If time travel was possible, where are all the time travellers from the future? They would be everywhere.
HINT: Starbucks..........
Nah, there's probably certain periods in history that are more popular than others. Everyone would want to go back to the birth of Christ; no one would want to go back to the late 1970's.
Well, if a time traveller came from the future, he'd probably do something to change history. Get a bunch of time travellers going back in time, and eventually, one of them will change history so that the time machine isn't invented in the future. Then on the alternate time line, time machines are probably invented again, only to be not invented as there is further time travel and screwing with the time line.
Just to be hypothetical . . . what if the future only exists when we get there. So the time travel can only go into the past.
Sounds weird, but think of it this way. With some video games, even when you reach level 2, you can still play level 1 . . . but not level 3 until you achieve something. Maybe that's the way it will be with time travel . . . the past is level 1, the present level 2, and the future level 3. You can't actually get to the future until it naturally occurs and becomes the present.
I've always believed that you could not go back further in time than the day the time machine was invented.
Therefore, since there are no 'time' machines, there can be no 'travelers'.
"If time travel was possible, where are all the time travellers from the future? They would be everywhere."
Just saw a program on this on the Discovery Channel. Looks like time travelers enter a parallel universe so we wouldn't see them.
That's the classic question, but I think I have the answer: There are better times to visit.
Or another possibility is the world was conquered by Islam and we reverted to a society of camel herders too stupid to discover it.
We live in a time second - one-second that keeps "moving" forward. ( In fact, time is a solid, so it doesn't "move") Millions of time travelers could go back in time and keep missing our "second". ( Just kidding, but you asked!)
We live in a time second - one-second that keeps "moving" forward. ( In fact, time is a solid, so it doesn't "move") Millions of time travelers could go back in time and keep missing our "second". ( Just kidding, but you asked!)
You can only go backwards in time to the moment the time machine was created. For obvious reasons.
someones got to invent it first...as soon as we do,
all the future folks will start visiting us.....
they can't do it until we do it! Get it????
This is real easy...
My guess, is that what is gonna change is the understanding
of physics will progress so that most of the suppositions we
have now will be proven to be impossible, and only a few
will be provable, and/or doable. (just a guess, however!)
So no flames from the past, present or future please.
The various extreme-physics concepts of time travel I've seen imply that you can't go back any further than the initial construction of the time machine....
Many theories involving the possibilty are premised in the concept of distorting or bending space/time e.g. a wormhole -in essence, a portal or carrier between two locations. The theories tend to favor informational "travel" being far easier to accomplish than physical travel and as such informational would be first realized. Anyway, as to travel between -both locations would have to be established prior to any possibility of transmission either way. Some of the theories hold that until a time "transceiver" is created and established in the "now" that the future has no location to come back to AND that the first time "transceiver" will enable a watershed of technological advance from the untapped infinity that entails future time/space.

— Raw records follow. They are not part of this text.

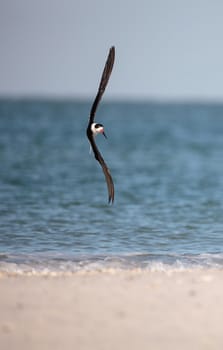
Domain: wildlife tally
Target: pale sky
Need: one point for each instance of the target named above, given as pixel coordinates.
(165, 49)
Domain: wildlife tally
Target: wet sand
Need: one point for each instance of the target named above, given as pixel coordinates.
(113, 310)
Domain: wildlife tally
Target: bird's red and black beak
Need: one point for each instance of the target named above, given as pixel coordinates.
(104, 134)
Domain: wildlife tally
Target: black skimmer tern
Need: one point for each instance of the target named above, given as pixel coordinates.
(94, 128)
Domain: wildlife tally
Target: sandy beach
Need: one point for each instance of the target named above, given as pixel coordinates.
(113, 310)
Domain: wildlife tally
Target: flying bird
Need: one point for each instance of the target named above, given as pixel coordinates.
(94, 128)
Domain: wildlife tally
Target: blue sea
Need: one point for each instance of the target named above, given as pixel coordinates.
(166, 160)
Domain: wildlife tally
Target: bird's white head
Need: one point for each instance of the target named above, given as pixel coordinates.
(97, 128)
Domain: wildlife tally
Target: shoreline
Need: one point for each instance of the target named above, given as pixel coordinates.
(113, 309)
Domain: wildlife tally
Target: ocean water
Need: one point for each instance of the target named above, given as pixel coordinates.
(166, 160)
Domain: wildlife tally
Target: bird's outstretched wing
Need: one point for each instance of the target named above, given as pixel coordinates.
(98, 156)
(103, 83)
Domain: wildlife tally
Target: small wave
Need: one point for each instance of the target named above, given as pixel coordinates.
(66, 265)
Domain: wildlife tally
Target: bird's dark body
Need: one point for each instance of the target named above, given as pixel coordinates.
(90, 134)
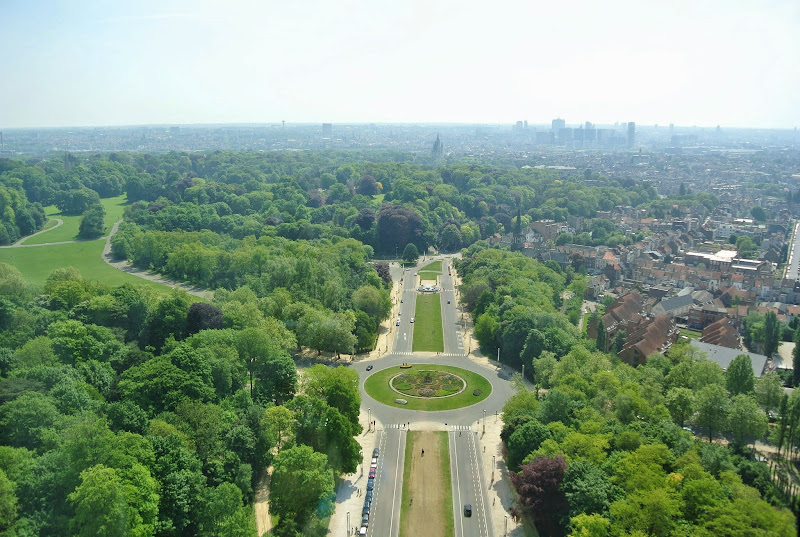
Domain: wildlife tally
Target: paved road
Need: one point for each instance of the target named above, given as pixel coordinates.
(793, 268)
(467, 479)
(384, 517)
(469, 485)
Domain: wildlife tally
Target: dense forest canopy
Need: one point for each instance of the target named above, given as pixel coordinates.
(170, 409)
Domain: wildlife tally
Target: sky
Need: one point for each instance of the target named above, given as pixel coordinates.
(734, 63)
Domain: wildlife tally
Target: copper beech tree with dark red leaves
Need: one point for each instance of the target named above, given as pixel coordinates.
(538, 484)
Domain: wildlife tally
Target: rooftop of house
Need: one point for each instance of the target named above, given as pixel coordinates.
(725, 355)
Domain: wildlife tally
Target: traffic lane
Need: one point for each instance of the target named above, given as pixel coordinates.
(469, 486)
(384, 518)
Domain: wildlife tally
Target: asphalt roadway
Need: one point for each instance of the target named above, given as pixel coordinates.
(468, 483)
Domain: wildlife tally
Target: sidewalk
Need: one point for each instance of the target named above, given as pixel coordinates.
(347, 498)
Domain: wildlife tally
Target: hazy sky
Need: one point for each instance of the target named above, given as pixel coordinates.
(81, 62)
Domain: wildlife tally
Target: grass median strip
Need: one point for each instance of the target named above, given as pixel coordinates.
(428, 324)
(427, 504)
(434, 265)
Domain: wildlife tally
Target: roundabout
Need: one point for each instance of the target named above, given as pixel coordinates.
(427, 387)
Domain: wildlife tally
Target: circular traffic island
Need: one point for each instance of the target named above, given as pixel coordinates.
(427, 387)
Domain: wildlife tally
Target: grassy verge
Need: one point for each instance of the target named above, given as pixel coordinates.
(68, 231)
(428, 329)
(410, 518)
(428, 276)
(691, 334)
(377, 386)
(37, 263)
(434, 265)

In essence, your question is similar to asking where are the radio programs when we have no radios yet...
Research what Ronald Mallett is up to for further insight into this line of thinking:
Professor Predicts Human Time Travel This Century
Ronald Mallett, Professor at the University of Connecticut, has used Einsteins equations to design a time machine with circulating laser beams. While his team is still looking for funding, he hopes to build and test the device in the next 10 years.With a brilliant idea and equations based on Einsteins relativity theories, Ronald Mallett from the University of Connecticut has devised an experiment to observe a time traveling neutron in a circulating light beam. While his team still needs funding for the project, Mallett calculates that the possibility of time travel using this method could be verified within a decade.